In today’s newsletter:

  • Mistral Vibe CLI: Terminal agent with custom subagents for specialized coding workflows

  • AutoResearch: Autonomous ML experimentation loop that optimizes training code while you sleep

 Reading time: 4 minutes.

Most terminal agents give you one assistant that does everything. Mistral Vibe lets you build custom subagents for specialized tasks like deploy scripts, PR reviews, and test generation, then invoke them on demand.

It's an open-source CLI agent powered by Devstral 2 that runs entirely in your terminal.

How it works:

Start vibe in any project and the agent automatically scans your file structure, Git status, and imports to understand your codebase.
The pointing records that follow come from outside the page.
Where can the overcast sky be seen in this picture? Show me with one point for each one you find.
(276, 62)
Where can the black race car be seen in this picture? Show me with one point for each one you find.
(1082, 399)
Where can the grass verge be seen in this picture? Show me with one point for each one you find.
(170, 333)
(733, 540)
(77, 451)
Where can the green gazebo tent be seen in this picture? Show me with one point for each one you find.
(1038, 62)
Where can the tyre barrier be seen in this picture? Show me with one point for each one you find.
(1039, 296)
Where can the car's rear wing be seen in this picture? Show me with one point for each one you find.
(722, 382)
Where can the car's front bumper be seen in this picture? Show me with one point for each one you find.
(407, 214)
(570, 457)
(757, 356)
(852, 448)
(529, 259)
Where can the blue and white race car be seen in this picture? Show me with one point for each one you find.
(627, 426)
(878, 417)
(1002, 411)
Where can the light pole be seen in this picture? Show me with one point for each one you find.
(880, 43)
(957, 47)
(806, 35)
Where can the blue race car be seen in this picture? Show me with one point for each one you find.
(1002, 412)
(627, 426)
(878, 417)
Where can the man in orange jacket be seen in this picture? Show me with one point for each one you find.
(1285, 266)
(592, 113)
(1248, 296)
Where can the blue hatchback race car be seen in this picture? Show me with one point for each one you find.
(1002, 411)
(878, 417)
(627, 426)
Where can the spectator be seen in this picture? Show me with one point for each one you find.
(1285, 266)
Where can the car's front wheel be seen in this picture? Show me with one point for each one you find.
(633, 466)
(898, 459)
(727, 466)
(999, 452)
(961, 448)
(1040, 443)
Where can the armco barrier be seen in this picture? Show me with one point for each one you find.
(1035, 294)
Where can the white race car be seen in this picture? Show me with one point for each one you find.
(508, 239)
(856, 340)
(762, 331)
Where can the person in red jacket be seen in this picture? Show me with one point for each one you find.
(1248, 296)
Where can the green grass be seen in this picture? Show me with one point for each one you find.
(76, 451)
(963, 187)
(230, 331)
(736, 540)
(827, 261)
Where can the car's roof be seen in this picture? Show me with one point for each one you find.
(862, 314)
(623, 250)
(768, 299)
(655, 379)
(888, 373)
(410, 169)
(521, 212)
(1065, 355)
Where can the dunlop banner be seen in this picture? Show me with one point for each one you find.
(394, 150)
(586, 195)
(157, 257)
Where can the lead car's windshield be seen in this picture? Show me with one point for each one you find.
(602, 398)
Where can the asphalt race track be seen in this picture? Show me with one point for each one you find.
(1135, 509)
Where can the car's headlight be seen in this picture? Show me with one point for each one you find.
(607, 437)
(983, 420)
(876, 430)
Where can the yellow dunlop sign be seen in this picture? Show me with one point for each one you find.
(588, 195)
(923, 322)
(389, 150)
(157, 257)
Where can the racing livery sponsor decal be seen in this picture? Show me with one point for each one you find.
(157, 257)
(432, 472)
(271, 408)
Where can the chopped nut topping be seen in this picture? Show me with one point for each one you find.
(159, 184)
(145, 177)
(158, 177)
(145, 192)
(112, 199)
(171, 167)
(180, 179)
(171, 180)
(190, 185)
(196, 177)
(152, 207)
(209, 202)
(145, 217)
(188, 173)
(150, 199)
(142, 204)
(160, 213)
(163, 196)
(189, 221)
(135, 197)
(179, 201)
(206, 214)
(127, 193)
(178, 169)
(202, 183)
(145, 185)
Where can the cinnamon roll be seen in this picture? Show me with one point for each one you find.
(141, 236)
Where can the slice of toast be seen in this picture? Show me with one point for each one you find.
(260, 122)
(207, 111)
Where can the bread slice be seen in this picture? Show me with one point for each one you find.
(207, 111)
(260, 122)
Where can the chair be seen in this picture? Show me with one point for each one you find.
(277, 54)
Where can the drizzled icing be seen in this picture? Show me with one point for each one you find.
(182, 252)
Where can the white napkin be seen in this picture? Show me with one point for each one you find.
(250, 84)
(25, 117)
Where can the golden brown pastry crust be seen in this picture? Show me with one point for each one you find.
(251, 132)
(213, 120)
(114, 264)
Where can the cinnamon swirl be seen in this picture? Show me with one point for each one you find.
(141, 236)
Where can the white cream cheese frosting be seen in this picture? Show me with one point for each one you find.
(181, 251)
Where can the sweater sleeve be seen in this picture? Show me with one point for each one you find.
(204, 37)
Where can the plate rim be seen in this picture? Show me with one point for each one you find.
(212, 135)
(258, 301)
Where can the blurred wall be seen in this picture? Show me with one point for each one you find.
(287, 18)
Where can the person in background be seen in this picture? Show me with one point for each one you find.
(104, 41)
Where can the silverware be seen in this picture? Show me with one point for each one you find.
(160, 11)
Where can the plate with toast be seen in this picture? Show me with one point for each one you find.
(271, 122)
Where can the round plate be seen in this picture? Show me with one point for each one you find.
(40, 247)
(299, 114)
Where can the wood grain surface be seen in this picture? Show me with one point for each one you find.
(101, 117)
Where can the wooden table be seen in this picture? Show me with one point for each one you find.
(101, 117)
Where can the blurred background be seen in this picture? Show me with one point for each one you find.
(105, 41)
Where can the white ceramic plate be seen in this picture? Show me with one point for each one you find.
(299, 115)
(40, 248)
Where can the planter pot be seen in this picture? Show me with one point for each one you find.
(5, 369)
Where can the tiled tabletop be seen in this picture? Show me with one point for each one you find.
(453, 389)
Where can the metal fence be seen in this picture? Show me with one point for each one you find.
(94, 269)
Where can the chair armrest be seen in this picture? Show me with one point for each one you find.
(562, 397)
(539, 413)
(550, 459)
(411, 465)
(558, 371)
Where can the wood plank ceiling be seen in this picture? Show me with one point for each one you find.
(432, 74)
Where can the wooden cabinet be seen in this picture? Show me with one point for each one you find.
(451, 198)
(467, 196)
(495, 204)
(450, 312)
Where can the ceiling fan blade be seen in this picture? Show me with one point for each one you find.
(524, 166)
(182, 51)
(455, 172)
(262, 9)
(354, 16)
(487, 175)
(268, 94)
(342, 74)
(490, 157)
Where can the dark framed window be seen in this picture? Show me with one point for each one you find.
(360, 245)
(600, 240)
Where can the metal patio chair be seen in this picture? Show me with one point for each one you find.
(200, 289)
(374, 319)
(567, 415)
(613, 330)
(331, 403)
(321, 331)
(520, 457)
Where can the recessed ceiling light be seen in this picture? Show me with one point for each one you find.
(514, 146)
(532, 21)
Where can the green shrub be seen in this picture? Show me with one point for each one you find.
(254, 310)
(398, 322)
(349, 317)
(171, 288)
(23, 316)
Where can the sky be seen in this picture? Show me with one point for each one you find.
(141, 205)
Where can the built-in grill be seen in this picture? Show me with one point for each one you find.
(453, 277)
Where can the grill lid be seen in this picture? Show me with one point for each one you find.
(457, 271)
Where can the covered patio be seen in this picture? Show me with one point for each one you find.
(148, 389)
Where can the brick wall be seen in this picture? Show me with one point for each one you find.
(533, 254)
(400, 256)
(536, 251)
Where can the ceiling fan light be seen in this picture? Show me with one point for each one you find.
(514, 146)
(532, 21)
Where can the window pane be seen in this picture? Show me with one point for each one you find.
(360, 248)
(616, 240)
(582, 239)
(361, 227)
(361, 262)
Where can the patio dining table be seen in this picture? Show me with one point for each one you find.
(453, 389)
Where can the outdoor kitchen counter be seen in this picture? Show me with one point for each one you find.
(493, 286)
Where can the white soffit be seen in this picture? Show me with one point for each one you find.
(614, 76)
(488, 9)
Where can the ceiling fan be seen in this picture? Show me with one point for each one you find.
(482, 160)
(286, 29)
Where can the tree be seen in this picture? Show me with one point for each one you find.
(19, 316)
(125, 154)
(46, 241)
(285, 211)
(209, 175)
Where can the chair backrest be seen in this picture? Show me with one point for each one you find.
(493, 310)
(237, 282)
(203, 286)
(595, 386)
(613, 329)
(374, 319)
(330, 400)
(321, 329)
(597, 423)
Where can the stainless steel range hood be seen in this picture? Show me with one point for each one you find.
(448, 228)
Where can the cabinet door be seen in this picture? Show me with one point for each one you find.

Each subagent you create runs independently with full project context.

You might have one subagent for PR reviews, another for testing, and another for deployment. Invoke them with a single command while they inherit full codebase context.

Example workflow:

"Refactor the auth module to use dependency injection"

Vibe breaks tasks into steps, shows what it plans to do, and handles coordinated changes across multiple files instead of just the one you're editing.

Key capabilities:

  • Custom subagents: Build specialized agents for targeted workflows. Each handles its job without cluttering your main workflow.

  • Web search and fetching: Query and fetch content from the web mid-session for documentation or API references.

  • Multi-choice clarifications: When intent is ambiguous, Vibe prompts with options instead of guessing. Prevents mistakes on destructive operations.

  • Slash-command skills: Load preconfigured workflows with /deploy, /lint, or /docs. Extensible via the Agent Skills standard.

Works in your terminal or integrates into VS Code, JetBrains, and Zed via Agent Client Protocol. Run it with Mistral's API or point it to local models through config.toml.

Mistral Vibe is included with Le Chat Pro and Team plans. It's 100% open source.

Machine learning research follows the same loop. Adjust a hyperparameter, run training, check validation loss, repeat. Do this manually and you might complete 20 experiments in a week.

Andrej Karpathy's AutoResearch runs that loop autonomously. Point it at a training script, step away, and the agent handles everything: modifies code, trains models, evaluates results, commits improvements to Git.

Real results across different setups:

Shopify's CEO ran AutoResearch overnight on an internal query model. The agent completed 37 experiments autonomously. The optimized 0.8B model beat their manually-tuned 1.6B baseline by 19%.

Karpathy's own run on nanochat (8x H100s) completed 276 experiments over multiple days. The agent kept 29 improvements and reduced validation loss from 0.9979 to 0.9697. More importantly, optimizations discovered on a small depth-12 model transferred cleanly to a depth-24 model. The agent found fundamental architectural insights, not lucky shortcuts.

A distributed run across 35 agents on the Hyperspace network completed 333 experiments in one night. Hardware diversity revealed surprising strategies: H100 GPUs used brute force with aggressive learning rates, while CPU-only agents on laptops compensated with clever initialization (Kaiming, Xavier) and normalization choices.

Why the 5-minute fixed budget matters:

Every experiment runs exactly 5 minutes of wall-clock training, regardless of what the agent changes. Smaller model? Larger batch size? Different optimizer? Doesn't matter. Every run gets 5 minutes.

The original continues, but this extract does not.